We’re gonna talk about, you may have heard of like the 30, 50, 30, 20 0 based budgeting, paycheck planning, cash stuffing, all of these different things. We’re gonna talk about ’em today. So let’s get into it. Mm-hmm.

 So the first one we’re gonna look at is paycheck planning. And this is different than what we talk about when we talk about your paycheck plan.

This is where people actually assign each paycheck to pay for like specific bills. Mm-hmm. Yeah. So every paycheck looks different. Mm-hmm. And it’s all specifically allotted to each to your different bills and and different things that you need to do. Yeah. So instead of like looking at your month as a whole, like we talk about.

We want you to look at your month as a whole and see all the money that’s coming in, and what can you do with all of that money? They actually take specific paychecks and we’ll say they will say you, because we know, we hear that coming in from our listeners is that you feel so broke in the moment and so tight with your money that you are actually saying, okay, this paycheck, this is the only thing I can do with it.

This next paycheck, Hey, I can actually buy groceries that I can maybe buy a coffee. Yeah. And the good thing is like at least you’re doing something so you’re trying. Yeah, but this. You know, we’ve said it before, it keeps you in this cycle of paycheck to paycheck, which is not fun. Nobody likes that. And you know, you’re not able to do anything long term because every dollar you’re, you know, you’re allotting it to the right now.

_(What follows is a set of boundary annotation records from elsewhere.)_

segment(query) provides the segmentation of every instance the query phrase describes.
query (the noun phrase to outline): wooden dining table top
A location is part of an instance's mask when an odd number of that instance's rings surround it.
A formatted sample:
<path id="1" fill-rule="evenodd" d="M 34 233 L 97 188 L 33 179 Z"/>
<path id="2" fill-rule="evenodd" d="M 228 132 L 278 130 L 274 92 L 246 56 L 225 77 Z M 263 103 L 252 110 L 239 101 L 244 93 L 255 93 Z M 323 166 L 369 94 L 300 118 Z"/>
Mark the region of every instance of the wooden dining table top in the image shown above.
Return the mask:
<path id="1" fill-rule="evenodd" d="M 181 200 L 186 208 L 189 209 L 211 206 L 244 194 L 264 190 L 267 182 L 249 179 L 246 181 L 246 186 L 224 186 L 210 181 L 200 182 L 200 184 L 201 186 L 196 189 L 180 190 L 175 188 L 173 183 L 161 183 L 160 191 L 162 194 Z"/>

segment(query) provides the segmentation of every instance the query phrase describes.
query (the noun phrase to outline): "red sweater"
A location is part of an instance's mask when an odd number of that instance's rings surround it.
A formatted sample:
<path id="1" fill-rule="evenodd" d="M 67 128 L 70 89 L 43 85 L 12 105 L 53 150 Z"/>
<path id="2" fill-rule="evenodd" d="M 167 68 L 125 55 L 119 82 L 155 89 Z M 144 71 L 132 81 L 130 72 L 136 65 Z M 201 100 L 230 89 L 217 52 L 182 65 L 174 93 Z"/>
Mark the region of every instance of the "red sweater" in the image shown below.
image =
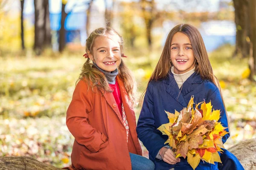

So obviously our take is we want you to do our system. We want you to instead, we want you to look at the bird’s eye view. Look at the month as a whole. What can your money do as a month as a whole, and then get a paycheck ahead. That’s part of our system too. And it’s gonna be a game changer. Yeah. And when Shana says a paycheck ahead, it’s like if you have the first paycheck of the month of March and it’s coming in on March 6th or seventh or something, like, it’s too late.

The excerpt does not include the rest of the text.